At this point, it is boring for me to tell you that 12 Years a Slave is a fantastic movie. Still, spoiler-alert, it is. It’s not, by far, a perfect movie, but it is a fascinating one.
At this point in time, the “slavery was bad” Oscar-bait film has become cliché, but that doesn’t mean they’re not effective (see also: my heartfelt sobbing during Lincoln which culminated in “I just love democracy.”). But what I particularly liked about 12 Years a Slave was the way it took the oft-trod nature of these stories and turned them into a Shakespearean archetype. Rather than going through the gritty realism I’d assumed I was in for, the movie plays out like an epic tragedy, made only somewhat lighter by the ending that is implied in that title.

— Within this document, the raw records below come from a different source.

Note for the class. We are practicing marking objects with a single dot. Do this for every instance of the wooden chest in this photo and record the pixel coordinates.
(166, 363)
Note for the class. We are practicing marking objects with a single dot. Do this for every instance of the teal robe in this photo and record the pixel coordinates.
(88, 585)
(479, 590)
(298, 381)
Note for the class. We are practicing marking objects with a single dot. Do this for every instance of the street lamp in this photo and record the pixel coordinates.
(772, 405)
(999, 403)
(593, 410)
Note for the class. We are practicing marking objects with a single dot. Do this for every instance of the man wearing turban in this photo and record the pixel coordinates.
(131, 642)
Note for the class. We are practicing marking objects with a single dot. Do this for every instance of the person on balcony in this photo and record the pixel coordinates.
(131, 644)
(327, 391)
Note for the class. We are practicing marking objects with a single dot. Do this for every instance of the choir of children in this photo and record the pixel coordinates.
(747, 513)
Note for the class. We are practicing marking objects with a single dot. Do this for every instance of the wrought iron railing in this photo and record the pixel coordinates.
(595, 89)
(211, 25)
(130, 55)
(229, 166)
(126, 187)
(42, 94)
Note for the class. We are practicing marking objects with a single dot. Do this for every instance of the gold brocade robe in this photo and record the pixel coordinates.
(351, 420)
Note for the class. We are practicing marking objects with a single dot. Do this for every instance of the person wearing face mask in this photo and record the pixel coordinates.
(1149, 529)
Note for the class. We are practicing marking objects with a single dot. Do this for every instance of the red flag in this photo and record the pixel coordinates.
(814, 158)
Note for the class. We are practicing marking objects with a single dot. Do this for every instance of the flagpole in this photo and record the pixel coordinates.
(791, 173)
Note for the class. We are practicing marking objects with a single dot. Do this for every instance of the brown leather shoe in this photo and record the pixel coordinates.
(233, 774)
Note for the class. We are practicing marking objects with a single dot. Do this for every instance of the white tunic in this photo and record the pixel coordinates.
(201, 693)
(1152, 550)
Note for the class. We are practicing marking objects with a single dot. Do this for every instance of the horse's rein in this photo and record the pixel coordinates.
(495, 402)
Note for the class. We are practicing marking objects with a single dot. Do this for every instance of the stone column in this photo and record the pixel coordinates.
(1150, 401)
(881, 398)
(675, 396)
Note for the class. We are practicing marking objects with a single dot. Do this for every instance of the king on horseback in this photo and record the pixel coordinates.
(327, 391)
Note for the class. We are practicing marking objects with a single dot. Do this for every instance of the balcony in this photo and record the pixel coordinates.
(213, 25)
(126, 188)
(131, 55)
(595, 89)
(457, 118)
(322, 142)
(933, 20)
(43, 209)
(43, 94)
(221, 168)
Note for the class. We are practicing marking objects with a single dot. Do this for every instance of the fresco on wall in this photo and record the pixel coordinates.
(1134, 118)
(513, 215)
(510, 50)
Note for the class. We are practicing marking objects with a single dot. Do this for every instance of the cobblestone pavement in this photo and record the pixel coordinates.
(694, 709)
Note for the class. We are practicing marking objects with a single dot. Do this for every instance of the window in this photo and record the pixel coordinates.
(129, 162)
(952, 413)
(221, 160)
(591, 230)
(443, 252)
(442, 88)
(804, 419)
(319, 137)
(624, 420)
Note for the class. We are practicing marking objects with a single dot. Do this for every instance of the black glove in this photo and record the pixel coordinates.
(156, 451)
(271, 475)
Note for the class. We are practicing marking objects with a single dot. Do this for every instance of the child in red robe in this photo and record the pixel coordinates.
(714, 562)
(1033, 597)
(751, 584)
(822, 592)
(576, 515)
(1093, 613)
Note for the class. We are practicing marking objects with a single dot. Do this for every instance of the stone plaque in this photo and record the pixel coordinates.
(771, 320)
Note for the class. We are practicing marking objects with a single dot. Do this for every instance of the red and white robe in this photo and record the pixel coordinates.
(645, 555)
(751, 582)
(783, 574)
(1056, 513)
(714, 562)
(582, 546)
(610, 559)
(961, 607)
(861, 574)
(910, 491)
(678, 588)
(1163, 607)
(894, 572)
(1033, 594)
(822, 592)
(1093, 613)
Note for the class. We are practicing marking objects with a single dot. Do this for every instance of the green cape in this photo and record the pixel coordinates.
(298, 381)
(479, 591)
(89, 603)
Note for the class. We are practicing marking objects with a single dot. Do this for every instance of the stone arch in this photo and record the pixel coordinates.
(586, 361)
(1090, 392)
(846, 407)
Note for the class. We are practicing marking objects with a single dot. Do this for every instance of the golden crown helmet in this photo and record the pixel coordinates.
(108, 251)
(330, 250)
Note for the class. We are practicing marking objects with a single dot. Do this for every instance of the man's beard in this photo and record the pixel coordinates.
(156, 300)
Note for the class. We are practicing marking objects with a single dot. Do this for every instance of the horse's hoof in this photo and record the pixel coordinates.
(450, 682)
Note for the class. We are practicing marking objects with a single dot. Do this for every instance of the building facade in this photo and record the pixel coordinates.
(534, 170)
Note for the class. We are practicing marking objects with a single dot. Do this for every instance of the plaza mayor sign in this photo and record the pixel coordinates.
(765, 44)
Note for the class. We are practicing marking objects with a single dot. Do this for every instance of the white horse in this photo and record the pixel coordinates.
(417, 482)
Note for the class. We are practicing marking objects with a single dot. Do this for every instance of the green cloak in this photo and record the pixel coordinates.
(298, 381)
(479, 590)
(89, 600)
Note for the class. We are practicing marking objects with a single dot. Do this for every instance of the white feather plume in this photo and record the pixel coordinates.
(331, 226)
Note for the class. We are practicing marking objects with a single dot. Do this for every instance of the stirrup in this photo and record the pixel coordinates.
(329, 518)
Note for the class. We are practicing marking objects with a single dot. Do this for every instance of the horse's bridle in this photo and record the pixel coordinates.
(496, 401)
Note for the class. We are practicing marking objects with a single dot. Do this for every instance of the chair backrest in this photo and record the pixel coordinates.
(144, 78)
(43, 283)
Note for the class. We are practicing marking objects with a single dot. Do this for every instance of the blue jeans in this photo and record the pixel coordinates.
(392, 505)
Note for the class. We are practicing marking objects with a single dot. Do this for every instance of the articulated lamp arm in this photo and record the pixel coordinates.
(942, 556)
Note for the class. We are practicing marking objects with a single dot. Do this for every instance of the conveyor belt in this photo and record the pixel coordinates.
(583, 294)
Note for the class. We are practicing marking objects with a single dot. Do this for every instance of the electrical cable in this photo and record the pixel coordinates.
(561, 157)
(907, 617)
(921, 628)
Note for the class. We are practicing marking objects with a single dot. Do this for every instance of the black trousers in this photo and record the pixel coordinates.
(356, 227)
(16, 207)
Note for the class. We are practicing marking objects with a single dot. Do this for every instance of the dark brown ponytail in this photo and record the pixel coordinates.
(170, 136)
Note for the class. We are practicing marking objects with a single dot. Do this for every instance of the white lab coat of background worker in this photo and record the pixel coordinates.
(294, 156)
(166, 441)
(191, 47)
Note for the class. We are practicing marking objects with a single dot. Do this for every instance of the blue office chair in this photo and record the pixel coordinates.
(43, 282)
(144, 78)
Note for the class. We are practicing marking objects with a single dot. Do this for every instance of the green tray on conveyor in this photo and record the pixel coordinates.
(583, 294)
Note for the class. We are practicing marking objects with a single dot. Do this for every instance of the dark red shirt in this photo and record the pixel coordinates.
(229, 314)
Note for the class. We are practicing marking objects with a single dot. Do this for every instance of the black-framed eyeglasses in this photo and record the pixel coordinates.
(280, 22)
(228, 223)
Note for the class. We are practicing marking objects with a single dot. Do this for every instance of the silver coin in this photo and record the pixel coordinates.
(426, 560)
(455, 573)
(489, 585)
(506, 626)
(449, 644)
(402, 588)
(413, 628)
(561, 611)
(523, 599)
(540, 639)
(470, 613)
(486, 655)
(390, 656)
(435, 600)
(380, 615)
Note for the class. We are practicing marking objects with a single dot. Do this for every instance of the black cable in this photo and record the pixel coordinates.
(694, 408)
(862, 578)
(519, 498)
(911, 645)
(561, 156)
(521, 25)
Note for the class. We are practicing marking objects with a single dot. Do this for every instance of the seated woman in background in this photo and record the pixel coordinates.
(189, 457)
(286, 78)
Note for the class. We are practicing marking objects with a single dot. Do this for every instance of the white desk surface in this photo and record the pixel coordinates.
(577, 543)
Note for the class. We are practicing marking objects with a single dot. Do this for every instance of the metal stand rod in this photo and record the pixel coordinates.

12 Years A Slave is DEFINITELY a story of American slavery, but it’s both more than and less than that. The story of Solomon Northup is not the story of American slavery – it’s the story of a man living in an idealized New York who realizes exactly how fragile his freedom is. Northup can read and write and plot the hell out of an aquatic root, but it’s that knowledge of what freedom is that really separates him from his fellow slaves. His experience is not their experience, and it’s one of my favorite parts of 12 Years a Slave that it doesn’t make a universal case about slavery and the African American experience. This allows it to bypass the “but what’s the point” trap that I feel like a lot of these carefully removed examples of racism fall into. The point is how fragile all of our freedom is.
The dialogue in this movie is fantastic, and also serves to take us out of our typical version of this story. With its affected Shakespearean lilt (ringing out gorgeously from the mouths of mostly British actors talking in mostly-southern accents*, yet another layer of artifice), the film plays out more like Prospero enduring his Tempests. This is where the movie is MOST successful, bringing the power of the dialogue into congruence with the stark necessity of the imagery. Steve McQueen’s powerful, go-for-broke visual naturalism contrasts with the high rhetoric of the script’s words and leads to scenes filled with heartbreak and raw emotion. It also elevates the performances to a new level.
Michael Fassbender, as the story’s main antagonist (if you can call a man so broken an antagonist), definitely has the story’s meatiest role and he does a damn fine job sinking his teeth into it. He is particularly adept at finding the internal truth beneath the high-falluting talk. Additionally, not a enough nice things can also be said for Sarah Paulson, who plays his wife as emotionally turbulent and trapped, without ever really expecting audience sympathy.
Lupita Nyong’o, playing Patsy, a slave with whom Fassbender forms a terrible obsession, is a particular high point and brings a level of desperation and nuance to the role that really adds to her scenes. Chiwetel Ejiofor, as the film’s lead, is great, but I have some issues with the character. So much of Solomon relies on us seeing through his performance as a slave, and I felt like we only got glimpses into his head at the very end. It made the ending heartbreaking and beautiful, but it is one of the main reasons behind my more pressing criticism of the movie.
And here it is, the moment I admit that while 12 Years a Slave is a really good and interesting movie, buoyed up by great performances and a unique take on the material, it’s also way too damn long. And not in a way that makes you really feel Solomon’s pain (although there is an absolutely fantastic shot in the middle of the movie that perfectly exemplifies this idea); rather it’s long in a “look at all these amazing actors and their great performances – fuck we cant cut ANY of them” kind of way. Partially this is due to the fact that while Solomon undoubtedly changes a lot throughout the course of the film, his character arch is still rather static – that is, he goes from a good man and loving father to a good man and loving father who has seen the worst parts of humanity. It’s not that this is a bad storyline – it could just be shorter.
The only other criticism I have of the movie is the overuse of famous faces, or rather the use of one particular famous face. I guess I understand that when Brad Pitt is producing your movie, and wants to play a minor, albeit pivotal, role in it, you say yes. So I can’t fault anyone (not Director Steve McQueen and not Producer Brad Pitt) for thinking it was a good idea to make Pitt’s face the face of Solomon’s salvation. But using the world’s biggest movie star in the role removes from a pivotal story beat the element of ambiguity that had so successfully pervaded the rest of Solomon’s trials, and ultimately proves distracting, right when the focus of the film should have been squarely on Ejiofor and Fassbender’s final confrontation.
Overall, though, 12 Years A Slave is an astounding movie, the type of film that the end of the calendar year was made for. It will be up for all sorts of awards this season, and it will win a whole bundle of them, because it is a complicated dive with a high level of difficulty. That it only measures up to 90% of its promise – that it had so much good footage that they couldn’t bare to cut some of it – only speaks to how interesting the film is.
*With the exception of Benedict Cumberbatch, who, God love him, cant do a southern accent.